In particolare: a Reggio (180 mila abitanti), il fabbisogno standard totale (calcolato su dati riferiti al 2016) è stimato in poco più di 104 milioni di euro, con un fabbisogno per abitante fissato a 571 euro (la differenza percentuale tra il fabbisogno standard pro capite reggino e il fabbisogno pro capite medio dei comuni con popolazione simile è pari a -20,79%); a Catanzaro (90 mila abitanti) il fabbisogno standard per abitante è di 540 euro e la differenza con comuni simili è -16,67%; a Cosenza è di 584 euro (la differenza -9,88%); a Vibo è di 532 (-9,99%); a Crotone è 499 euro (-22,98%).

Servizi sociali e dintorni

Tra le funzioni fondamentali affidate ai comuni, ai servizi sociali viene riconosciuto uno specifico fabbisogno standard.

“I livelli di spesa registrati sono più alti nel centro e nel nord Italia rispetto al sud. Questo perché i territori che offrono più servizi continuano a finanziarli nel corso del tempo per mantenerli attivi. Al contrario, comuni che non hanno risorse per offrire più servizi, spesso non hanno la possibilità di finanziare adeguatamente quelli già esistenti sul territorio”.

A Reggio la “spesa sociale” per abitante è di 36,63 euro; a Catanzaro è di 70; a Cosenza 105; a Vibo 17; e infine, a Crotone, è di 60 euro. Le famiglie in potenziale disagio economico (dati Istat 2011) sono il 5% a Reggio, il 4,5% a Catanzaro; a Vibo il 4,9%, a Cosenza il 4,6 e a Crotone il 7%.

“I comuni appartenenti alle regioni del centro e nord Italia registrano in media un livello di fabbisogno di servizi sociali superiore a quello delle regioni del sud. Al primo posto il Lazio, a quota 124 euro pro capite, seguito da Emilia Romagna e Liguria. Chiudono invece la classifica Basilicata,Calabria e Molise a soli 57 euro per abitante”.

Asili nido…tasto dolente

Le regioni del sud registrano in media, in questo specifico settore, la percentuale più bassa di copertura del servizio. E il divario con il centro nord rimane sempre in crescita, e nel 2016, relativamente all’offerta di asili nido, si è attestato al 20%.

Il divario che emerge tra il sud e il resto del paese è molto più ampio di quello rilevato in precedenza sui fabbisogni standard totali e sui fabbisogni di servizi sociali. Basti pensare che il fabbisogno standard di asili nido per residente 0-2 anni in Calabria si attesta sui 167 euro, e che la differenza con l’Emilia Romagna, la prima della classifica, è di 1776 euro. A Reggio il fabbisogno standard per asili nido è stimato in 59 euro (il divario medio dal fabbisogno di asili con citta simili è -96%); a Catanzaro è di 197 euro (-82%); a Cosenza 803 euro (-27,5%); a Vibo 460 (-42%); a Crotone 202 euro (-81%).

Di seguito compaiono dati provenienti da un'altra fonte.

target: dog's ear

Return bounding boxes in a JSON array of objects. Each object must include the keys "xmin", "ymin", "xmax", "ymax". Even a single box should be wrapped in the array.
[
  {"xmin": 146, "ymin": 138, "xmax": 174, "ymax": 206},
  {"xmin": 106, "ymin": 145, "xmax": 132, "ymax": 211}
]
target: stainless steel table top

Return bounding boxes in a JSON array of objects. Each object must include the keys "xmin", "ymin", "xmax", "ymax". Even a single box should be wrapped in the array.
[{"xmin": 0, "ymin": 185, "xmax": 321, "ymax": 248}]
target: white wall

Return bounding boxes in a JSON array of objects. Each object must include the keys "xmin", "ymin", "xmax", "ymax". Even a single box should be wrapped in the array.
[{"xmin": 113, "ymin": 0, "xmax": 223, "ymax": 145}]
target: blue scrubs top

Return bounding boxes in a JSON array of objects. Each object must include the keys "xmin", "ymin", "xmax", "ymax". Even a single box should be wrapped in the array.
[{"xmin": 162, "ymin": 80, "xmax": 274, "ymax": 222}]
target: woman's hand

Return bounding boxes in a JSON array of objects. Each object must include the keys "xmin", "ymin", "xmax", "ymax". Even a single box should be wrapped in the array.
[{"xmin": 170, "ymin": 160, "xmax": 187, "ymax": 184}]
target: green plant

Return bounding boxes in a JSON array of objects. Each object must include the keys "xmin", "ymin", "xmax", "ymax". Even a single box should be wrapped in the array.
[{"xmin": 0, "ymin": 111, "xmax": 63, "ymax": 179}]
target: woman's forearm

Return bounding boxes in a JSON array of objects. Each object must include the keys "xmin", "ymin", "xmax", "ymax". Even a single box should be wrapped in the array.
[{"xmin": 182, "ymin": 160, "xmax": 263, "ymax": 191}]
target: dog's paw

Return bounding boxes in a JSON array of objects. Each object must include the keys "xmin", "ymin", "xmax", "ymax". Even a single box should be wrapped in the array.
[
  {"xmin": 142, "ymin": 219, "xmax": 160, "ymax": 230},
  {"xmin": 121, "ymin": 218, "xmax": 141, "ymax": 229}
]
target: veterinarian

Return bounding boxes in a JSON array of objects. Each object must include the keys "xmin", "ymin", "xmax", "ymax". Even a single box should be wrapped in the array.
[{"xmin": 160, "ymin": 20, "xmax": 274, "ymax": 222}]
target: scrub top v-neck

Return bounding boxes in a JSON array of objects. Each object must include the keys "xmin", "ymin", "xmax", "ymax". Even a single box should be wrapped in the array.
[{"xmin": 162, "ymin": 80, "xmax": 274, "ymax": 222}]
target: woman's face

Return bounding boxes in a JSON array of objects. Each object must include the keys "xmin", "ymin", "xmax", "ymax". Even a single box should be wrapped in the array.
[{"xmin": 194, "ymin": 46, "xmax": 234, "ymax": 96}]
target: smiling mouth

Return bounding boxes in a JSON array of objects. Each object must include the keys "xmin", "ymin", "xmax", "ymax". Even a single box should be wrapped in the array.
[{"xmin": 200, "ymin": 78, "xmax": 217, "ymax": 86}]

Il fondo di solidarietà comunale e la Costituzione applicata

“E’ finanziato dai comuni e ne beneficiano i comuni stessi, secondo un sistema di versamento o ricezione delle risorse. È alimentato, oltre che dal fondo perequativo, da quote che i comuni versano o ricevono in base a calcoli legati alle loro spese e risorse storiche. La logica che regola il Fsc dovrebbe essere quella della solidarietà: comuni più ricchi trasferiscono nel fondo parte delle loro risorse, che vengono destinate alle amministrazioni in difficoltà”.

L’inchiesta di Report e Openpolis mette il dito nella piaga quando parla di mancata trasparenza nella elaborazione dei criteri di ripartizione del fondo. Con dei calcoli incrociati e complicati, l’inchiesta rivela che se fosse applicato il dettato della Costituzione con la distribuzione del fondo di solidarietà comunale con i Livelli Essenziali delle Prestazione e perequazione al 100%, le risultanza sarebbero davvero diverse: a Reggio mancano più di 41 milioni di risorse, a Catanzaro 15, a Cosenza 9.